Whose time, exactly? They’d sent me to St. Paul’s, and they’d made me stay, and now I’d be damned if I gave all of that up—watched the school transform into something not just challenging but antagonistic, with its sights set on my future. No, ma’am. I was going to graduate if it killed me.
“I don’t want to do anything,” I said. “I just want to go back.”
“Just think about it,” Mom pleaded. “Please just think about it?”
I told her I would.
Dad then had a difficult conversation with the rector. My father prided himself on sensibility and calm. He was not impulsive or hotheaded or easily swayed. He set up his pad of quadrille paper, clicked out a few millimeters of lead, and told Reverend Clark that we weren’t making progress. Would any notice be sent to the boys’ colleges? Would the school be talking to the parents of the boys?
Why wasn’t any of that happening?
And yes, Dad said, his daughter did wish to return for the sixth form, of course, as planned, and he and Mom were sure the school would do everything in its power to welcome me back—as a community of faith, as a community of scholars. I was an excellent student who contributed across a range of sports and activities. Every single report attested to this.
The rector didn’t have much to offer. The boys had graduated and were no longer under the school’s supervision. I was not on campus. By all accounts save mine, the encounter had been consensual. I’d waited so long to say something. If I’d been so upset, why hadn’t I alerted a teacher or adviser straightaway? Dozens of teachers on campus knew me and would have been in a position to help. I’d had literally hundreds of occasions to speak up. And I had chosen not to until now? Perhaps this was best left to the adolescents to understand. Perhaps the adults might acknowledge, with deep regret, that there really was nothing to discuss.
The rector did not admit that only one side had a legal obligation to report the assault to the police, and it wasn’t me. The school had failed this first test. The Concord Police knew nothing about it until my pediatrician called them. It just so happened that the delay meant they couldn’t interview the boys before they left the state.
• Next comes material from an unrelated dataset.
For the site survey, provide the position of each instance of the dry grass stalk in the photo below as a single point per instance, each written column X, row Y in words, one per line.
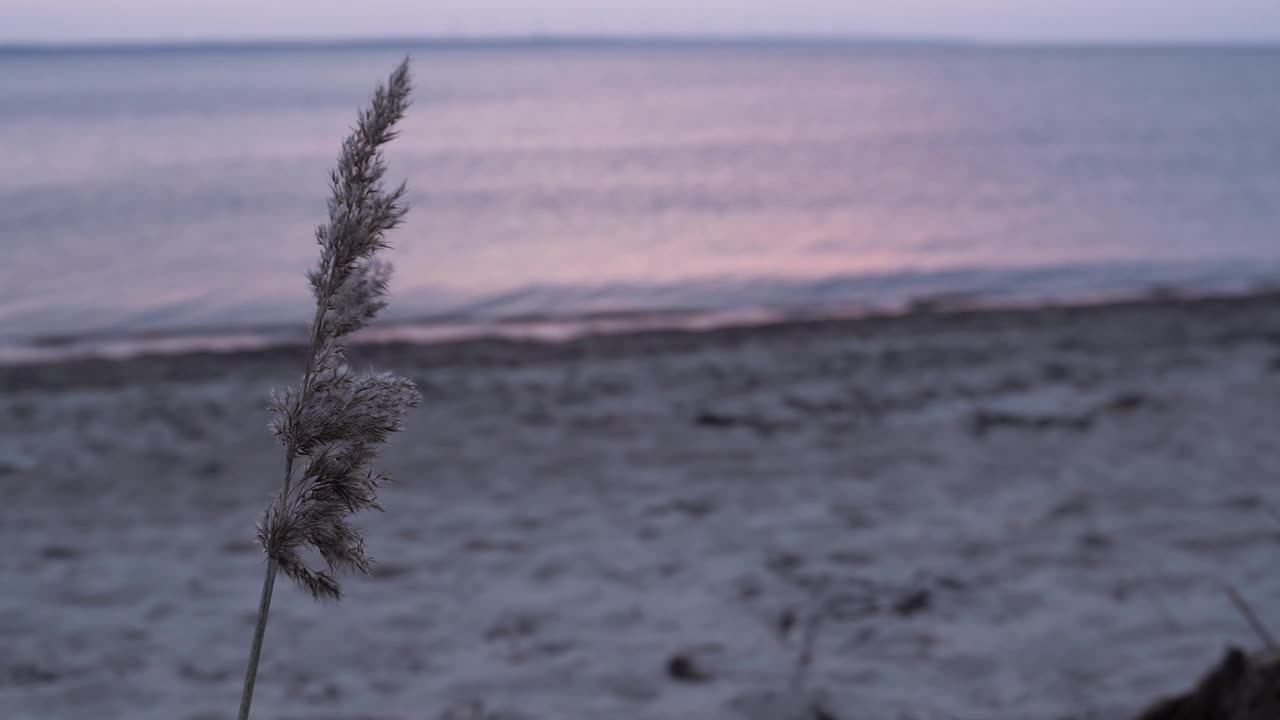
column 337, row 418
The rector only said, Why didn’t Lacy tell anyone?
Dad replied, She did. That’s why we’re having this conversation.
Even he, who habitually saw the best until his face was smashed up against the worst, began to think the district attorney was on to something.
“I think we should sue the school,” said Mom. “It’s the only way to force them to admit what happened.”
My father sighed. “You might be right.”
My brother, coming up that summer on his twelfth birthday, raised his red hair from his dinner plate. Where had he been all June, all July? I have no idea. Day camps, friends’ homes, down the hall sorting baseball cards.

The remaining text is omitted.